Mr. Cross said: Well, Mr. Macdonald, of course it will not do for me at the present moment to state to this deputation or any deputation what are the provisions of the Bill which I propose shortly to bring before Parliament; though I am afraid that, owing to the state of public business, I shall not be able to introduce it before Easter. I am very glad to have heard all that you have had to say. I suppose I am to understand that your object in coming here to-day is simply this, namely, to impress upon me the fact that disease is propagated by persons working at this particular trade of making up clothes in houses in which there is contagious disease.

Mr. Macdonald, M.P., replied: Yes, that is all, sir; it is not a trades question.

Mr. Cross: I was merely asking for information. Now, how would you deal with such a case as this: suppose a working tailor, whose house was full of disease—would you let him work as usual in the workshop?

Mr. Bailey: Oh, no.

Mr. Mc.Whinnie, of Edinburgh: If disease were to break out in his house, and it were known, he would be requested by both men and masters to leave the shop until a clean bill of health was received and his place disinfected.

Mr.

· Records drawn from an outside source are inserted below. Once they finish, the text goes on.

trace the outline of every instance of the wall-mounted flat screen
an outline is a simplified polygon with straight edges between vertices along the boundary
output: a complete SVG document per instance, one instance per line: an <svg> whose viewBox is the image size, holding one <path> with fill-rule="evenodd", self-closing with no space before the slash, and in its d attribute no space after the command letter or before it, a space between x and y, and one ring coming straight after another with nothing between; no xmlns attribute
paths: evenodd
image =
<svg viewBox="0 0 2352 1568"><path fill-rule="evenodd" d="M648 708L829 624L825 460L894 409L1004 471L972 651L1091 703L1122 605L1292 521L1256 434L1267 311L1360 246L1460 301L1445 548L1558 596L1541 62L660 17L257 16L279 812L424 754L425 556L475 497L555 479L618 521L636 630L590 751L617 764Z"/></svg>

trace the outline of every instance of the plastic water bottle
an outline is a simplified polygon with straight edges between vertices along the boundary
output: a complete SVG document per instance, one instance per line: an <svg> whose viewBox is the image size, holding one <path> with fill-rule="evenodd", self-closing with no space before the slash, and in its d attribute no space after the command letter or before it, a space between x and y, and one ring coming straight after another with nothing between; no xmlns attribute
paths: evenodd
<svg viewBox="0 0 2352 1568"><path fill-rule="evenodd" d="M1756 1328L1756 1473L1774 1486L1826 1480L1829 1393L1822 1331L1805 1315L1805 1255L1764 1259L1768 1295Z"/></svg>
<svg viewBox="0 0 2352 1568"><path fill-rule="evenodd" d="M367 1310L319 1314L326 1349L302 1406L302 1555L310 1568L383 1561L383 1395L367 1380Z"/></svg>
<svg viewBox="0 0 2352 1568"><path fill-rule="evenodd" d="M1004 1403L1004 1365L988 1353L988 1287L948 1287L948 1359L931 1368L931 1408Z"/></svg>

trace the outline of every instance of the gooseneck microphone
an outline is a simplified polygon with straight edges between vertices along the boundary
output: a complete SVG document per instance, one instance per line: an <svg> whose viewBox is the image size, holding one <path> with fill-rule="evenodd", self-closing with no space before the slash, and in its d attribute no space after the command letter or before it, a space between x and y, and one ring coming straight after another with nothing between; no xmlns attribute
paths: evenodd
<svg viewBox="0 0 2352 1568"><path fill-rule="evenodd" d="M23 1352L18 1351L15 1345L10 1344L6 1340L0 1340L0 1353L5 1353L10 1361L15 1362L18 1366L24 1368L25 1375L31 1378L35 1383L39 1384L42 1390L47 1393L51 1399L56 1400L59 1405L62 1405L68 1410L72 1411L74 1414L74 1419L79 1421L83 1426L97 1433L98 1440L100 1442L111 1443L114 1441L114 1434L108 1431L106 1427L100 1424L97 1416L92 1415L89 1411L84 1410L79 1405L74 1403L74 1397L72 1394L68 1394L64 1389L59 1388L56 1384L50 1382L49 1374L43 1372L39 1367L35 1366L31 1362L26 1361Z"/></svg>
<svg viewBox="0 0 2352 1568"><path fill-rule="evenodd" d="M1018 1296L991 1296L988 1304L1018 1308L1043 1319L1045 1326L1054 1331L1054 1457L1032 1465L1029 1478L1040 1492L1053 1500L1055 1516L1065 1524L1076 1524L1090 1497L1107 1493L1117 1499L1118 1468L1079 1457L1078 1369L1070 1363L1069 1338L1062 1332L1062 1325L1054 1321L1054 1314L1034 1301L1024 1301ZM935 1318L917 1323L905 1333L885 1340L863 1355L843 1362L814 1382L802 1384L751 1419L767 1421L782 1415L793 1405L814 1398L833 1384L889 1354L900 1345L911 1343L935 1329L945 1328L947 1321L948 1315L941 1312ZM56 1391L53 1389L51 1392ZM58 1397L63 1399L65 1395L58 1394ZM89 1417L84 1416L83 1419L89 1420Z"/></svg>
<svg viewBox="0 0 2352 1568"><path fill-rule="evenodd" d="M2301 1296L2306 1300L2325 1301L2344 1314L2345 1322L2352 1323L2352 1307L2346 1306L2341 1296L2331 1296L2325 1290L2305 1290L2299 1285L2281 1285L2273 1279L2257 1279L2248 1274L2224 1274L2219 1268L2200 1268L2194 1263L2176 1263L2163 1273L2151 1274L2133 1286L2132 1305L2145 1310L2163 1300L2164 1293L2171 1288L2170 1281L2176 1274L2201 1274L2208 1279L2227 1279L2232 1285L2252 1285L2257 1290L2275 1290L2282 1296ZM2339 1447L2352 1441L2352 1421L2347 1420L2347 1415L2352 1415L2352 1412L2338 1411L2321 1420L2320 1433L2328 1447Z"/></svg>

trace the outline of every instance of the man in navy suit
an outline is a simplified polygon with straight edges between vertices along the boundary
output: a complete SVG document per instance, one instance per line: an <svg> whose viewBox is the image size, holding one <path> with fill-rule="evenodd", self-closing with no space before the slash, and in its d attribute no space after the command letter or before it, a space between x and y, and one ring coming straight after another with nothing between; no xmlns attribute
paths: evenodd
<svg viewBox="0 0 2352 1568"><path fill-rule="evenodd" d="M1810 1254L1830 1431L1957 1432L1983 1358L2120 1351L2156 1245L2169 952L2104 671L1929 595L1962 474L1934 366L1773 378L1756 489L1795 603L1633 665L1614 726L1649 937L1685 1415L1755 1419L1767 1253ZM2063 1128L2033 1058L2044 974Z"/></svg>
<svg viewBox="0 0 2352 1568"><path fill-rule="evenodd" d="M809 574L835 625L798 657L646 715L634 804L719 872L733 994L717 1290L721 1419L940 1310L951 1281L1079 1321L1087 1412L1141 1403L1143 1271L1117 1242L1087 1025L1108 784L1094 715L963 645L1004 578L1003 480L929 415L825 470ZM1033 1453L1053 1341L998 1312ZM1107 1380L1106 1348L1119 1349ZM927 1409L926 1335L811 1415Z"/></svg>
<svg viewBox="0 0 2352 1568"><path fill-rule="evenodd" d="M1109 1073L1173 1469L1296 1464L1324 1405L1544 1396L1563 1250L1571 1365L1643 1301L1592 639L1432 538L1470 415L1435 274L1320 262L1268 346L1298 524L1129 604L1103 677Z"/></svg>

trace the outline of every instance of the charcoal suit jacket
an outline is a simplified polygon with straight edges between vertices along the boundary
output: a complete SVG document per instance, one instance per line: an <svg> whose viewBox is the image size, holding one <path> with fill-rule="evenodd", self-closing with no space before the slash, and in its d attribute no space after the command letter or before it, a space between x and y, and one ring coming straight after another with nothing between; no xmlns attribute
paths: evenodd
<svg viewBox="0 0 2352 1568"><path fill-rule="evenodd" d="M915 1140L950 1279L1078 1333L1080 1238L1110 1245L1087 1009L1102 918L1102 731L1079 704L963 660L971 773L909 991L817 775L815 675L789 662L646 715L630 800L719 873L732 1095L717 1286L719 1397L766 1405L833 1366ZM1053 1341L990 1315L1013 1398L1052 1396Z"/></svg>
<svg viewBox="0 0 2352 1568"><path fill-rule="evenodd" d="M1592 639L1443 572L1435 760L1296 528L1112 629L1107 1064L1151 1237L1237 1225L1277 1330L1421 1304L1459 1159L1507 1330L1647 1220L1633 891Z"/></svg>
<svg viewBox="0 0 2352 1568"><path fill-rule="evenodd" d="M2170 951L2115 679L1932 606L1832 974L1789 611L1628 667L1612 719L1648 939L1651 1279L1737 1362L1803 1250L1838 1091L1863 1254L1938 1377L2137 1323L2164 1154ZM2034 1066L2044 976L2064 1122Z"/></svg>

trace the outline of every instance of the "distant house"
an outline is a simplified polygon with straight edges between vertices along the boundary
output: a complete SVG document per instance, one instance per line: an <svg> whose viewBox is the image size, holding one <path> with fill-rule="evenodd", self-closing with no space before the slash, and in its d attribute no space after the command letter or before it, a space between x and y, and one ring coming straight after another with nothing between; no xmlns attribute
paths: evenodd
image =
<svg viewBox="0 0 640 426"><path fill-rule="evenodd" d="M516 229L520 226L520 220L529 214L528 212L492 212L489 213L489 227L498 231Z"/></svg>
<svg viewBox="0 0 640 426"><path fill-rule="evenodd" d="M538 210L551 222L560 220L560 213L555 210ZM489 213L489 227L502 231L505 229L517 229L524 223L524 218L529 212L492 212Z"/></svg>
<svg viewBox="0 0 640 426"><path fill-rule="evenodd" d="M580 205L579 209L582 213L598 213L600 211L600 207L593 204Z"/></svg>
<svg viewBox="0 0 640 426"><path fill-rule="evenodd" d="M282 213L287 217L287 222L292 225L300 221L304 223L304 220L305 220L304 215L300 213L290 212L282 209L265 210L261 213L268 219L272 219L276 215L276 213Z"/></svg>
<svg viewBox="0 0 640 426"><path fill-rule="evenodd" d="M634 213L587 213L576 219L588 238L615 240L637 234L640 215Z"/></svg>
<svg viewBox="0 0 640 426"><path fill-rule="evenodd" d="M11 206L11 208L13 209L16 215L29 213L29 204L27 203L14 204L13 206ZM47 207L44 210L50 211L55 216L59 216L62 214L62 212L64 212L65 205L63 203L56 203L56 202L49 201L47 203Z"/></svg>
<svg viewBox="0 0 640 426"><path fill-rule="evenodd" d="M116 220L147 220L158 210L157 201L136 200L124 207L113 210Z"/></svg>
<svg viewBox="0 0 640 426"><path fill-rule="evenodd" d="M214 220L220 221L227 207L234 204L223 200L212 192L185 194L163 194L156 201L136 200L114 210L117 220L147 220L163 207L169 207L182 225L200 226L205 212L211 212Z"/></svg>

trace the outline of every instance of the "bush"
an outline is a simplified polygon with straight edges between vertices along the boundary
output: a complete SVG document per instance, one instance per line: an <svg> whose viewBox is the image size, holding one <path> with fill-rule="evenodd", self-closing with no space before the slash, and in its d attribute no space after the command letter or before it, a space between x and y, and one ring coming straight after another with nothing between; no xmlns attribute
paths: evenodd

Cross: That is what I wanted to know. Then the object of your deputation to-day is this—that a workman, wherever he may be employed (whether in a workshop or in his own house), if he should be living with a wife or child suffering from a contagious disease, he should be prevented from spreading that disease.

Mr. Wright (Glasgow): The same thing takes place in Glasgow.

Mr. Macdonald: I have to thank you, sir, on behalf of the deputation, for your courtesy in receiving it, and listening to its representations. This is a subject I hope you will consider at some future time.

The deputation then withdrew.

Though the interview was of short duration, it was thought to be most satisfactory, and that good results must follow. Resolved:—That a vote of thanks is due and is hereby accorded to the deputation for their creditable efforts on the subject on which they were appointed.

Resolved:—That a vote of thanks is due and hereby tendered to the Trades Union Congress Parliamentary Committee for their disinterested and successful efforts in bringing about the interview; and that we request their valuable assistance in the future in assisting us to bring the subject to a successful issue.

Resolved:—That the thanks of the Conference be tendered to Alexander Macdonald, Esq., M.P. for Stafford; and to Thomas Blake, Esq., M.P. for Leominster, for their kindly assistance in accompanying the deputation to the Home Office, and sympathy with us in our efforts for the benefit of our trade.